En janvier 1876, il est élu sénateur de Paris. Il discourt en faveur de l'amnistie des communards. En juillet, il publie le troisième volume d'Actes et Paroles (Depuis l'exil).

En 1877 Victor Hugo publie la deuxième série de la Légende des Siècles, l'Art d'être grand-père et la première partie de l'Histoire d'un crime. En 1878 paraît la deuxième partie de l'Histoire d'un crime et le Pape.

En 1878, après une congestion cérébrale, il s'installe avenue d'Eylau et n’écrit pratiquement plus.

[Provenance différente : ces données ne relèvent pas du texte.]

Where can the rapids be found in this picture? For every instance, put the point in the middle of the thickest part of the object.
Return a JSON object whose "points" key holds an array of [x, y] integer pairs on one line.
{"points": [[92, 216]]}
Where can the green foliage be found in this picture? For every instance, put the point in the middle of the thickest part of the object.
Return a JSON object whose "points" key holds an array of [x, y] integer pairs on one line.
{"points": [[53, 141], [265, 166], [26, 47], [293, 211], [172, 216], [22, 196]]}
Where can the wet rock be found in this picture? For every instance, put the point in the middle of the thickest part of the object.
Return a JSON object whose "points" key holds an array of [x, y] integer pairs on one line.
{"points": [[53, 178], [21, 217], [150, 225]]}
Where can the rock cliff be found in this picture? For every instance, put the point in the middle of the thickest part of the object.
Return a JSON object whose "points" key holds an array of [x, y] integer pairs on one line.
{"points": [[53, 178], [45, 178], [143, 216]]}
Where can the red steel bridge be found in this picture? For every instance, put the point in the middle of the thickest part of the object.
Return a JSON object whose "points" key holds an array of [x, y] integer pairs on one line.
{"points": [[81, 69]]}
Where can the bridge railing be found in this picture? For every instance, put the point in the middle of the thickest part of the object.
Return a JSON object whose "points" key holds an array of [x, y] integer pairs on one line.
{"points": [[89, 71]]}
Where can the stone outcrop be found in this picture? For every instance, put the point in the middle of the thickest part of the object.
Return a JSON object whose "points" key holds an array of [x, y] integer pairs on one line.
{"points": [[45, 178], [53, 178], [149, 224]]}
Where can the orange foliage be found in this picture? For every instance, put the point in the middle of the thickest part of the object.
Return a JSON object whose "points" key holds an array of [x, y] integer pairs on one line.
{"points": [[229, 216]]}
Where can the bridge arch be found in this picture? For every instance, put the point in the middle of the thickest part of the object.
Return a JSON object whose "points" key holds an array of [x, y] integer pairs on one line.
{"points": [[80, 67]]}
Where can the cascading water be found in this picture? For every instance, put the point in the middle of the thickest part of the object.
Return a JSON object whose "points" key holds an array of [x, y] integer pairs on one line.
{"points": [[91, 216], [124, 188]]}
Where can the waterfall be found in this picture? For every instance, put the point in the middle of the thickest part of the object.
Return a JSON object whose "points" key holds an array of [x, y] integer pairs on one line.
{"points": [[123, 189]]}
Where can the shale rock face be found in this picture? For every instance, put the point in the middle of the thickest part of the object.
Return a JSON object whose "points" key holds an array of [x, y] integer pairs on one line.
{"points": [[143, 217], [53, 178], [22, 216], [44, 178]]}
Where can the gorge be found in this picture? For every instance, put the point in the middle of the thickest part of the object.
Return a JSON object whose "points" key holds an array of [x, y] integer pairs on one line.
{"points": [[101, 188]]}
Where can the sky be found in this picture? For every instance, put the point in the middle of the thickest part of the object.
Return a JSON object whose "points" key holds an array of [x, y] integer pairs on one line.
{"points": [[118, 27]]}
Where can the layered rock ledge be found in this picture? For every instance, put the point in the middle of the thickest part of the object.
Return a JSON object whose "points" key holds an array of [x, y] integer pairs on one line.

Il publie la Pitié Suprême en 1879. Il intervient à nouveau au sénat en faveur de l'amnistie des communards. En 1880 est publié Religions et religion (écrit en 1870).

Pour ses quatre-vingt ans, le peuple (des centaines de milliers de personnes), lui rend hommage en défilant sous ses fenêtres dans l’avenue qui a sera rebaptisée à son nom.

En 1883, meurt Juliette Drouet. En juin est publié le troisième Tome de la Légende des Siècles.

Le 22 mai 1885, Victor Hugo va finalement « Voir Dieu ! Lui parler ! Quelle grande chose ! …». Des centaines de milliers de personnes suivront le «corbillard des pauvres», de l'Étoile jusqu'au Panthéon."